I forgot who I am. I am strong. I am kind. I am resilient. I am determined. Why did I need somebody else to recognize these things in me? Why did I allow them to change my perception of myself? Why did I allow myself to become a lesser version of me, and devolve into the false notion they had created of “me”?

They never truly knew me. They didn’t even try. How could they? They barely knew themselves. They projected those insecurities on to me. Proving myself to them was impossible. A logical fallacy.

A dual minded man is unstable and all his ways. It’s contagious.

Forgiveness is for ourselves, not for others. So I forgive him. I forgive him for being broken, and trying to break me. But I cannot be broken. I have been beaten and bruised, but wounds heal when you stop picking at them. I can do that.

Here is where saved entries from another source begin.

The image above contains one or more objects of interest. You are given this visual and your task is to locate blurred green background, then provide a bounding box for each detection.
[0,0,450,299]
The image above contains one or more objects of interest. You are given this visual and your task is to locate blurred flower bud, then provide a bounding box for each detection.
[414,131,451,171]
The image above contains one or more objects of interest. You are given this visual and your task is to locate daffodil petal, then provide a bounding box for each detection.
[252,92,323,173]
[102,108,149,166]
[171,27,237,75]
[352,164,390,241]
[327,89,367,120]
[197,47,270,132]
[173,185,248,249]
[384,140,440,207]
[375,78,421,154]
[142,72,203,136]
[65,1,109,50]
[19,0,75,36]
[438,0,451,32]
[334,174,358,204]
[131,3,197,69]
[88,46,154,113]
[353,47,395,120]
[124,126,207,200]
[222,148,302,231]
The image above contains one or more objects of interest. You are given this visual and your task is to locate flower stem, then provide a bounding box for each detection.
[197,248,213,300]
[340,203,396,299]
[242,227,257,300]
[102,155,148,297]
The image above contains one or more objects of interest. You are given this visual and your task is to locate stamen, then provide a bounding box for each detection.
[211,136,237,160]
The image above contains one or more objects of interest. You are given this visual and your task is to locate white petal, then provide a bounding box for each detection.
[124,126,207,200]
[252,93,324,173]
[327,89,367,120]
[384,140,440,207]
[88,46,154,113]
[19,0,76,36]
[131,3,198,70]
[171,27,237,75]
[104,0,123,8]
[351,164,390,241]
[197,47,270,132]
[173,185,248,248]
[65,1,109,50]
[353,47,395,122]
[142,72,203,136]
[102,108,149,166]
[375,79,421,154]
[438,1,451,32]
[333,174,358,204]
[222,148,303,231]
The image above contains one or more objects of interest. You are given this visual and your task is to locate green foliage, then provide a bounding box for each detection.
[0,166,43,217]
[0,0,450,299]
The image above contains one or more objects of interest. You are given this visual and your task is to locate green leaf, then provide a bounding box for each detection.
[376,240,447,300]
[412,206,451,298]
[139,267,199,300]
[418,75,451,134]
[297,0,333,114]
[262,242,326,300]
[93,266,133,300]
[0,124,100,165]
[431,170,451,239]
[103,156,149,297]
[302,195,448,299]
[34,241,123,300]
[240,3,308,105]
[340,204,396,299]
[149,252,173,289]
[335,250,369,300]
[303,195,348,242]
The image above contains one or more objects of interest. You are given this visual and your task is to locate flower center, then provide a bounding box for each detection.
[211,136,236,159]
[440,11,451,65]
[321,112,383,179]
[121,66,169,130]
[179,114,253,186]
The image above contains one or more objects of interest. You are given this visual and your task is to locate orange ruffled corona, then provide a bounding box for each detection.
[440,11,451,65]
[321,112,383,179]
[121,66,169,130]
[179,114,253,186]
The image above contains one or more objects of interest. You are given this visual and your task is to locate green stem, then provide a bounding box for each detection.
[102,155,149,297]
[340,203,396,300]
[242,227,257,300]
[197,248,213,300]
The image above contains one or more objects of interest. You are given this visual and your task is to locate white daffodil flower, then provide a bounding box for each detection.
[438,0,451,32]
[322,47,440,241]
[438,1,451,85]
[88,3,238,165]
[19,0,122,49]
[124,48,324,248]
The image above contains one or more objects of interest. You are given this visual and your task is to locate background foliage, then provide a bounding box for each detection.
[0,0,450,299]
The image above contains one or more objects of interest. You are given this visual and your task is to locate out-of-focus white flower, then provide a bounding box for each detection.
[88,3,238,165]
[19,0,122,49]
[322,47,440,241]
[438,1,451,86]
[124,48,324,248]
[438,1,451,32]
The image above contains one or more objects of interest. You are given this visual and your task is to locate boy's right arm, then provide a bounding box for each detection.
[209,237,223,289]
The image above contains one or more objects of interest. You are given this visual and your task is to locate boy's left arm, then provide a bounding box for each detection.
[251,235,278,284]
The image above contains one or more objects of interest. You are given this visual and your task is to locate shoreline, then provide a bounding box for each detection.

I forgive myself for falling prey. I forgive myself for leaving me.

We are to love our neighbors as we love ourselves. That means we are meant to love ourselves. Not our lives, not what we have, but who we are and what we are capable of. Because those are gifts from the Lord.

We didn’t make ourselves. We have to love His creation. Perfectly imperfect, requiring transformation.

Metamorphosis is uncomfortable. I think of the caterpillar and the butterfly. I think it’s safe to assume that they experience severe growing pains. Remember how your legs would ache when you were a teenager? The last time you got a cut or scrape, it itched as it healed.

And after all that, there’s the struggle emerging from their cocoon. And what is the purpose of that final, arduous step? To make them strong for the outside world. If they can’t pull themselves out of their cocoon, they will die before their life even begins.

That’s where I’m at right now. I’m thankful to be alive. I’m thankful for the opportunity to change, and be prepared for someone who won’t try to mold me into something that I am not, and never wanted to be.

I’m thankful to be made stronger so that I don’t leave myself again.